For many years growing up in Gainesville, Jasmine Jenkins made a major impact for any basketball team she played for throughout rec league and travel teams, her high school team at East Hall and in college at Vanderbilt University.
But in the years since she hung up her sneakers in 2016, the 29-year-old and 2012 East Hall graduate has continued making an impact in the game she loves off the court.
That impact was recognized earlier this week, as Jenkins was named among the prestigious 30 Under 30 recognition program by the Women’s Basketball Coaches Association when the 2023 list of some of the nation's top young up-and-coming coaches was released Monday.

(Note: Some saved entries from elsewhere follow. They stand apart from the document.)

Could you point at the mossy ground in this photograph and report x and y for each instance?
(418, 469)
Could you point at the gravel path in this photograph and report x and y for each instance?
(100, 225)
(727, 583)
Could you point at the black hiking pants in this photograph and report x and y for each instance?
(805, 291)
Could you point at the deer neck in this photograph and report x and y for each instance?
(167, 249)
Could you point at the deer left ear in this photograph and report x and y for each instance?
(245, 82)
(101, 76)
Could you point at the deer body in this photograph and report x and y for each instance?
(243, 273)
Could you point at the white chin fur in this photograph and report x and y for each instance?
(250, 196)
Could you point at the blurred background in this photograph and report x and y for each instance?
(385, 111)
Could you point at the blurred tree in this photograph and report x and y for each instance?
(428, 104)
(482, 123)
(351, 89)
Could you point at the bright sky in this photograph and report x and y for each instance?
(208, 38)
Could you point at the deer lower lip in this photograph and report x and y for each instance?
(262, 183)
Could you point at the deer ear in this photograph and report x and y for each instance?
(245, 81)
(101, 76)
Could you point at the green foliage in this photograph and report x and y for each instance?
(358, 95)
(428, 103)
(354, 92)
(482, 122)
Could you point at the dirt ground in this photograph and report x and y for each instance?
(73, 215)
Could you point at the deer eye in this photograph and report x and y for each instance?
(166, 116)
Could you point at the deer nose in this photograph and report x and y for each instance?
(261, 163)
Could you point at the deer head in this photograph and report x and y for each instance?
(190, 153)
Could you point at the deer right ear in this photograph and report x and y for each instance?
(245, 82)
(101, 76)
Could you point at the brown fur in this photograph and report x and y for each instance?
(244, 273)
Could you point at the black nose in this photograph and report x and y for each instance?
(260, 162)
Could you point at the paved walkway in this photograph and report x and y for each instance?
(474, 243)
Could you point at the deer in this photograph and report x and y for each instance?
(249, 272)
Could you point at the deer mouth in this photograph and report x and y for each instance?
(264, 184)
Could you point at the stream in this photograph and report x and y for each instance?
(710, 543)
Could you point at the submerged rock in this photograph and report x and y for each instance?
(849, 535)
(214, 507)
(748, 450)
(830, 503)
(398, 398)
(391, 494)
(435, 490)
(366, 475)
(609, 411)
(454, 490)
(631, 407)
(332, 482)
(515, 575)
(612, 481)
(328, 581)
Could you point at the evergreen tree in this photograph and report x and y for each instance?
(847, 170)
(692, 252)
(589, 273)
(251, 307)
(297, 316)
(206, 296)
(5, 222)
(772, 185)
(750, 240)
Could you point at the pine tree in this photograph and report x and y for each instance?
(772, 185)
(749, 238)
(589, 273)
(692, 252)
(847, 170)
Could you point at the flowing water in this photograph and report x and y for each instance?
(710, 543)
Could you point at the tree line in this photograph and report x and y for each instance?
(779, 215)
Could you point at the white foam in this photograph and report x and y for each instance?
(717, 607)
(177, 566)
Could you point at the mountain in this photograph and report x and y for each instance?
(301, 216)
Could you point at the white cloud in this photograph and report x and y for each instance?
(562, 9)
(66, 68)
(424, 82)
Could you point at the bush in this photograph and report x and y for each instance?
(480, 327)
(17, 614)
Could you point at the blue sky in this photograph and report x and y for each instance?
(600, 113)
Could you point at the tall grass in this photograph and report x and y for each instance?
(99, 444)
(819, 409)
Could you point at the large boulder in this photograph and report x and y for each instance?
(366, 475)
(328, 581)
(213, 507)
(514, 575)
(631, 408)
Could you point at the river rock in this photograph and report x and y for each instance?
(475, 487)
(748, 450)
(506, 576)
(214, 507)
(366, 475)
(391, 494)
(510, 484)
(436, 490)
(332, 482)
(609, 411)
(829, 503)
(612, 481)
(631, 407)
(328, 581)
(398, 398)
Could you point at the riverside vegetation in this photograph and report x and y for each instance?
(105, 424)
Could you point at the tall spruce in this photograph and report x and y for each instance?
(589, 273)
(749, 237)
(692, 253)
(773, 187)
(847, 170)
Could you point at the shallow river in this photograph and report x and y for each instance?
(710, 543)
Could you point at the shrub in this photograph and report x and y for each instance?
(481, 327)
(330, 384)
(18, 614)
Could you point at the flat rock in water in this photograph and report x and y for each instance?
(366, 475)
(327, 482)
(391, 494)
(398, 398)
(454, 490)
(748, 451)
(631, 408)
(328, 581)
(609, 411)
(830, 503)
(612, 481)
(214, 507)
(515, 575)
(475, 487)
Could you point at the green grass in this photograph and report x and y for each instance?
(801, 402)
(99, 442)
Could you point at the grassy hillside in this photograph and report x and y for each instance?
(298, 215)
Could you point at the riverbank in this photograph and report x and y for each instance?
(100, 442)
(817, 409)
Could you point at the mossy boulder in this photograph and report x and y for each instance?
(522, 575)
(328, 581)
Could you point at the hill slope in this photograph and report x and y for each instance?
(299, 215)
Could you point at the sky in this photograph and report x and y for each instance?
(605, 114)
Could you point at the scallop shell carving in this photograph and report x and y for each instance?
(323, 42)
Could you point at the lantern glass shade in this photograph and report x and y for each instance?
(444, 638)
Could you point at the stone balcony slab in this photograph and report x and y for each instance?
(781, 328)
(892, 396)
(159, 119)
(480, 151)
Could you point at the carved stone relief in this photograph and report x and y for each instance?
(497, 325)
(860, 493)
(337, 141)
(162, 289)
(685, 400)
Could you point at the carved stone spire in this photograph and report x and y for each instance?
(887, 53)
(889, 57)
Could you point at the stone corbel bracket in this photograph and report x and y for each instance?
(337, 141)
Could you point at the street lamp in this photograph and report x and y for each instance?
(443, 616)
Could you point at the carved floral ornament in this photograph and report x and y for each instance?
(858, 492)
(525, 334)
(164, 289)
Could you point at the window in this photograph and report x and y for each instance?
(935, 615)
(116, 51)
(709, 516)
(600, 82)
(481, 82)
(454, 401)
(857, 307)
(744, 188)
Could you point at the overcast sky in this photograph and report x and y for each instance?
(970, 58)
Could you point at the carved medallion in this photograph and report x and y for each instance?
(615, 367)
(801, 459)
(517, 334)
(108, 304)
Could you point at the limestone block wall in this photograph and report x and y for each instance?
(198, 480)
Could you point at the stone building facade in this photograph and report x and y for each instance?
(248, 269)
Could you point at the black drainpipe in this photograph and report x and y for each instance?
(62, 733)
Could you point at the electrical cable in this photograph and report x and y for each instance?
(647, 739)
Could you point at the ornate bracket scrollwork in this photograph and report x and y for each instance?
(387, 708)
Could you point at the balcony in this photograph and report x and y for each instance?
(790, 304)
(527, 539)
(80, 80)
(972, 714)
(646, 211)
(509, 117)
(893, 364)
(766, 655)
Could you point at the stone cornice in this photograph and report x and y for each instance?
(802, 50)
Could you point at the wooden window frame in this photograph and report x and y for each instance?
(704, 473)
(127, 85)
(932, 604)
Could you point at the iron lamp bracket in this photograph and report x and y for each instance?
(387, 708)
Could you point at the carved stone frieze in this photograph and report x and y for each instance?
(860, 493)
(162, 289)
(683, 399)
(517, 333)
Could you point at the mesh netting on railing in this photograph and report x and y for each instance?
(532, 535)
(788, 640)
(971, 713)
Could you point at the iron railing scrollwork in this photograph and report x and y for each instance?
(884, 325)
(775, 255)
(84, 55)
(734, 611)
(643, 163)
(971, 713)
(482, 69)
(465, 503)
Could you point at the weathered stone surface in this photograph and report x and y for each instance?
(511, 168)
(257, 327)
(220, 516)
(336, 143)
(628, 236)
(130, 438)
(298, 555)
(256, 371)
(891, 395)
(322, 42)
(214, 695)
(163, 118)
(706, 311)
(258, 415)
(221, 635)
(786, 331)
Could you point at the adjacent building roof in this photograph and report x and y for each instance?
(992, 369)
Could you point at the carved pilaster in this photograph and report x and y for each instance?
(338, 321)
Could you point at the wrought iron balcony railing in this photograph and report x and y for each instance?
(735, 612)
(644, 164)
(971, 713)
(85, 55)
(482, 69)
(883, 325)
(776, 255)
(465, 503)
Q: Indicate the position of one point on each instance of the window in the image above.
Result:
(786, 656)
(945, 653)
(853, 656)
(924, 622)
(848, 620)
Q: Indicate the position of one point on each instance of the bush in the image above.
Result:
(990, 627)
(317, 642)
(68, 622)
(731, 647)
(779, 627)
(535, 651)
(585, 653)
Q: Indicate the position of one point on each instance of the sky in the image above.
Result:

“It’s a very cool recognition because there are a lot of coaches in the coaching industry,” said Jenkins, who recently completed her second season as an assistant coach on the staff of Davidson College coach Gayle Fulks, and has a five-year coaching career that includes stints as an assistant at Division III Pamona-Pitzer in California and a graduate assistant at Waynesburg (Pa.) University. “To be recognized, especially by my peers, you know, people that I work alongside every day, it means that much more because the think that highly of me.”
Indeed, the WBCA panel selecting the 2023 list, the eighth edition of the honor, recognized Jenkins as one of 30 current coaches under the age of 30 who meet several different criteria set for it.
Among those criteria are community service involvement, mentorship and impact on others, professionalism and attitude and professional association involvement.
The former two criteria are things Jenkins is convinced come from the latter two, and they are two that she says she has worked hard to demonstrate throughout her career, harkening back to her early days while living in Gainesville.
“I think that’s been the entire foundation for my entire coaching career,” said Jenkins, who earned SEC Academic Honor Roll recognition in her senior season at Vanderbilt in 2015-16. “My first job was at the Boys and Girls Club in Gainesville as the athletic director. So I think mentorship and just being involved with the community (is important).
“For example, … we’ve gone to The Pines, (which) is a retirement community. So (the team will) go and have dinner with (the residents) and do a (question) and (answer) session with them, … (and also) have our Wildcat camps and have young kids come and be with the girls and spend time with them and build a program the Mom and Pop way.”
Such experiences, Jenkins believes, will be valuable far beyond the current recognition as she furthers her career.
While she very much looking forward to another year at Davidson, she acknowledges some ambitions further down the road.
“Though it is early in my career, I do have aspirations to be a head coach someday,” Jenkins said. “I feel very passionate about (coaching). Some of the best people in my life have been coaches, and I feel like coaches have the ability to kind of change lives.
“I’m also happy where I’m at (at Davidson). Like I said, I’m in my third year now, and it’s been kind of fun just building stability and continuity with the people that you’re working with and even the athletes that you’re working with.”